Since announcing ADB’s $20 billion support package in April last year, the Asian Development Bank has already committed $17.4 billion out of that package through grants, technical assistance, and loans to governments and businesses and also mobilized $12.8 billion in cofinancing, Masatsugu Asakawa, President, Asian Development Bank, told the ASEAN+3 Finance Ministers’ and Central Bank Governors’ Meeting (AFMGM+3), aired virtually yesterday.
ADB’s COVID-19 Pandemic Response Option, or CPRO, provides quick-disbursing budget support for countercyclical economic stimulus in our developing member countries (DMCs). So far we have provided $10.2 billion in CPRO to 26 countries, including $5.0 billion for five ASEAN economies.
“We are also helping our DMCs procure and deliver safe and effective vaccines, swiftly and equitably. Last December, we launched our $9 billion vaccine initiative―the Asia-Pacific Vaccine Access Facility, or APVAX. We recently signed a $425 million loan for the Philippines and $450 million for Indonesia. We also provided grants to Afghanistan and Pacific countries.
Fourteen additional APVAX projects, worth more than $3.8 billion, are in the pipeline. Unfortunately, supply shortages are limiting vaccine availability in the region. ADB recently revised its vaccine eligibility criteria so that vaccines can be procured swiftly from more diverse sources, while also ensuring safety and efficacy aligned with the World Bank and COVAX.”
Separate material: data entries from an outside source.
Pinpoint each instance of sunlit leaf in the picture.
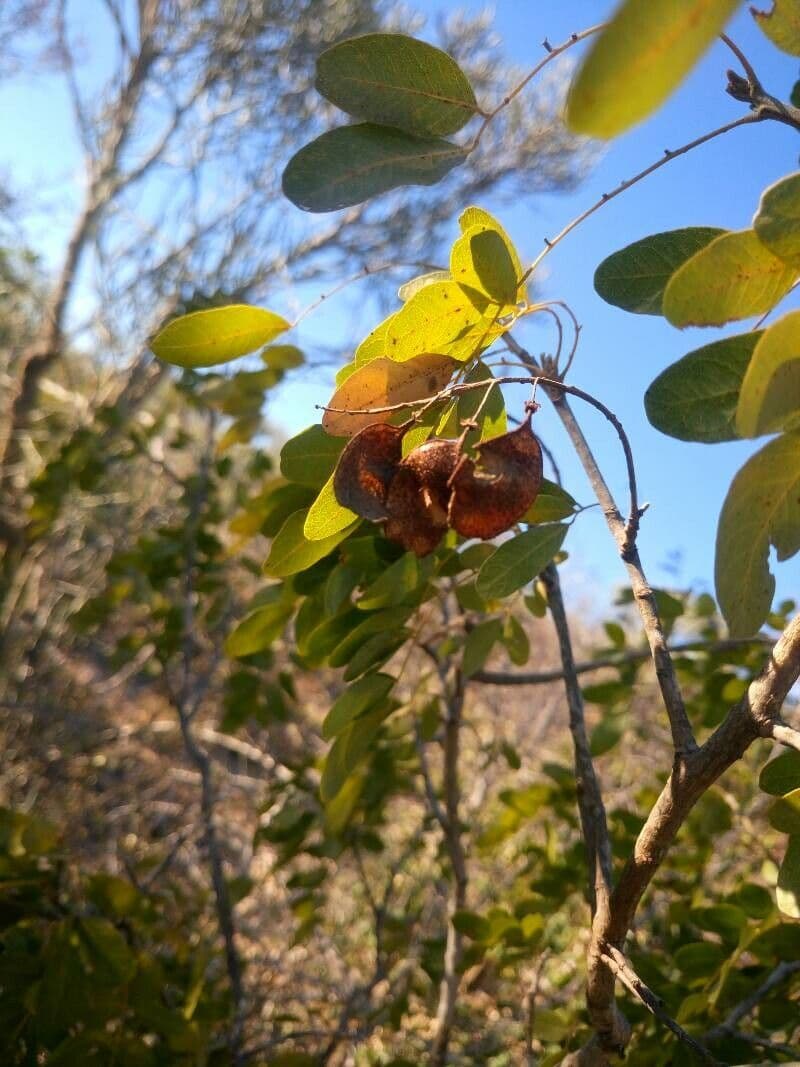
[663,229,797,328]
[315,33,478,137]
[450,225,519,307]
[263,510,357,578]
[398,270,452,303]
[594,226,724,315]
[322,355,454,437]
[736,312,800,437]
[715,433,800,637]
[758,751,800,797]
[385,282,501,363]
[566,0,738,138]
[459,205,525,303]
[750,0,800,55]
[303,475,358,541]
[644,331,762,444]
[281,424,343,489]
[753,173,800,267]
[283,124,467,211]
[476,523,569,600]
[150,304,291,367]
[519,478,577,523]
[322,673,395,740]
[775,833,800,919]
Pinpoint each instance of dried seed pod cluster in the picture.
[334,415,542,556]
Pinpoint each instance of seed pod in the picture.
[448,415,542,540]
[384,437,459,556]
[334,423,407,521]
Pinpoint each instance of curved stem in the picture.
[519,112,768,285]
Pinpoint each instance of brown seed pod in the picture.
[334,423,407,522]
[448,415,542,540]
[384,437,459,556]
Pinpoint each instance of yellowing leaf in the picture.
[150,304,291,367]
[303,475,358,541]
[736,312,800,437]
[663,229,798,327]
[753,174,800,267]
[322,355,454,437]
[715,433,800,637]
[385,282,502,363]
[263,510,357,578]
[353,312,397,367]
[566,0,738,138]
[450,226,518,307]
[750,0,800,55]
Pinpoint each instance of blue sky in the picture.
[0,0,800,610]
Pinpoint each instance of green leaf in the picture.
[225,586,294,659]
[303,475,358,541]
[519,478,578,524]
[263,510,357,578]
[316,33,478,137]
[452,911,492,941]
[775,833,800,919]
[715,433,800,637]
[322,673,395,740]
[750,0,800,55]
[736,312,800,437]
[767,789,800,833]
[663,229,797,328]
[476,524,567,600]
[385,282,501,363]
[281,424,345,489]
[320,704,391,803]
[283,124,467,211]
[594,226,725,315]
[674,941,727,978]
[644,331,763,444]
[461,619,502,678]
[356,552,433,611]
[78,918,137,986]
[758,752,800,797]
[450,225,519,307]
[566,0,738,138]
[150,304,291,367]
[261,345,305,370]
[753,173,800,267]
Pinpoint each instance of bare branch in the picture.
[542,563,612,914]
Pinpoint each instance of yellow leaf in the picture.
[322,354,454,437]
[566,0,738,138]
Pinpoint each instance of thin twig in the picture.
[519,113,769,285]
[603,945,720,1067]
[542,563,612,914]
[507,334,698,759]
[470,634,776,687]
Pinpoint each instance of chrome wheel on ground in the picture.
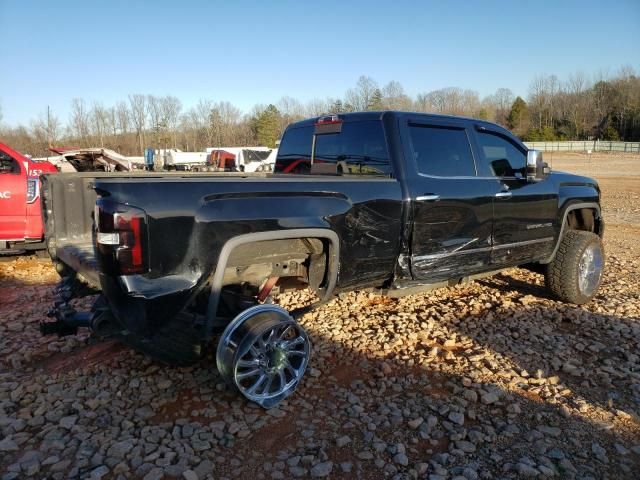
[216,305,309,408]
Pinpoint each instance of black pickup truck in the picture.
[42,112,604,407]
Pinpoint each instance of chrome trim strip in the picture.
[493,237,555,249]
[411,237,554,261]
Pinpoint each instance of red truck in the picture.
[0,143,58,255]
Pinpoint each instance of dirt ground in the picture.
[0,153,640,480]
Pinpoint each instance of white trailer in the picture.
[207,147,278,172]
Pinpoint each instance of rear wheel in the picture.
[545,230,604,305]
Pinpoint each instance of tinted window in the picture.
[409,125,476,177]
[274,120,391,175]
[0,152,20,173]
[478,132,527,177]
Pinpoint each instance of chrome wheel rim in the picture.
[578,244,604,297]
[216,305,310,408]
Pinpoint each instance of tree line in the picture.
[0,67,640,156]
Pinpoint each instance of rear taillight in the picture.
[96,199,148,275]
[27,178,40,203]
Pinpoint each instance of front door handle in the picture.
[416,194,440,202]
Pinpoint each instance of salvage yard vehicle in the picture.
[0,143,58,255]
[42,112,604,407]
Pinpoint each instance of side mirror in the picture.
[527,150,550,182]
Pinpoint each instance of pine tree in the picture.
[367,88,384,110]
[507,97,529,136]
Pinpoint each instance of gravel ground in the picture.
[0,156,640,480]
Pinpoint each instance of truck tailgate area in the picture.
[42,172,101,286]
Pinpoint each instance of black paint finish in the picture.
[43,112,599,332]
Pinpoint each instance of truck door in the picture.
[474,126,558,266]
[0,150,27,240]
[401,116,495,283]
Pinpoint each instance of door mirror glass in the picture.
[527,150,549,182]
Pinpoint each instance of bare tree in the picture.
[382,80,412,110]
[129,94,147,153]
[69,98,89,146]
[91,102,108,148]
[345,75,378,111]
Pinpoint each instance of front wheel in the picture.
[544,230,604,305]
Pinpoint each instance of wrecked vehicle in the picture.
[42,112,604,407]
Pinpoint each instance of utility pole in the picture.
[47,105,52,148]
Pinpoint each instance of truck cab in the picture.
[0,143,57,254]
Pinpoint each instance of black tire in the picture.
[544,230,604,305]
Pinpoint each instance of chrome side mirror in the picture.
[527,150,550,182]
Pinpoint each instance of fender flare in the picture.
[205,228,340,339]
[540,202,602,264]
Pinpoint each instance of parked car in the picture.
[43,112,604,407]
[0,143,58,255]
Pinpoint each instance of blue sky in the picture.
[0,0,640,125]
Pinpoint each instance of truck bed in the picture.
[42,172,390,287]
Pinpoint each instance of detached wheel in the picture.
[545,230,604,305]
[216,305,310,408]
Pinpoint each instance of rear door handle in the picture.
[416,194,440,202]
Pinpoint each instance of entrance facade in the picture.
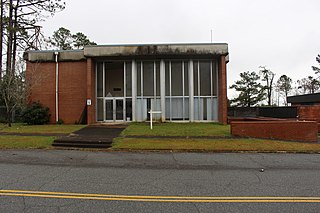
[95,59,218,122]
[24,43,229,124]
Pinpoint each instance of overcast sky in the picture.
[43,0,320,98]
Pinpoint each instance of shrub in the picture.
[22,102,50,125]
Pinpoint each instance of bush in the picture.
[22,102,50,125]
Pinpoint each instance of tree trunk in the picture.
[0,0,3,81]
[6,0,13,73]
[11,0,19,73]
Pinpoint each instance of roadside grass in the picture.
[112,138,320,152]
[0,135,55,149]
[0,123,86,134]
[121,123,231,137]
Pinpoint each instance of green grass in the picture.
[112,138,320,152]
[0,135,55,149]
[121,123,230,137]
[0,123,86,134]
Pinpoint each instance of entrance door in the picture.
[105,98,125,122]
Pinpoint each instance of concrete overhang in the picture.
[84,43,228,57]
[24,50,86,62]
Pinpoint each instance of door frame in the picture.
[104,97,126,122]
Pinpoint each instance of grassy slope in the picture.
[0,123,86,133]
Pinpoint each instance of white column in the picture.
[131,60,137,121]
[188,60,194,122]
[160,60,166,122]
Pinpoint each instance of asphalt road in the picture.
[0,150,320,213]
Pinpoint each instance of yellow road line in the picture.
[0,190,320,203]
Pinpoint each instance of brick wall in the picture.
[298,105,320,132]
[27,61,87,124]
[231,121,318,142]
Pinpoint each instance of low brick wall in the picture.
[231,120,318,142]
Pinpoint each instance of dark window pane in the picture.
[105,62,123,97]
[97,62,103,97]
[126,62,132,97]
[171,61,182,96]
[200,61,211,96]
[143,62,154,96]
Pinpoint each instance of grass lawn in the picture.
[0,123,86,134]
[121,123,230,137]
[0,135,55,149]
[112,138,320,152]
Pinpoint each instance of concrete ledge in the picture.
[231,120,318,142]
Asakawa said the ADB was also providing technical assistance to strengthen digital literacy in education projects in Bangladesh, and developing technology-related education programs in Sri Lanka.
The tax-to-GDP ratio averages 14% for ASEAN and 18% for the Plus three economies―lower than the average for developing Asia and OECD, respectively. This suggests ample room for boosting revenues and strengthening tax collection in ASEAN+3 economies, he said.
Digitizing tax systems and international tax cooperation can help mobilize revenue and fight tax avoidance. Multinational investments are growing in ASEAN+3 markets, but an increasingly borderless digital economy is making it easier for firms to shift profits to low-tax jurisdictions.
We need to ensure all parties pay their fair share of taxes by closing cross-border tax loopholes through collaboration.
“As a next step, we propose establishing a Steering Committee to bring together key development partners and DMCs that are willing to actively engage in the Tax Hub. We will then organize a first High-Level Conference under the Tax Hub later this year to share the progress and plans on the three building blocks, including details of the operations of the Secretariat and Steering Committee,” he added.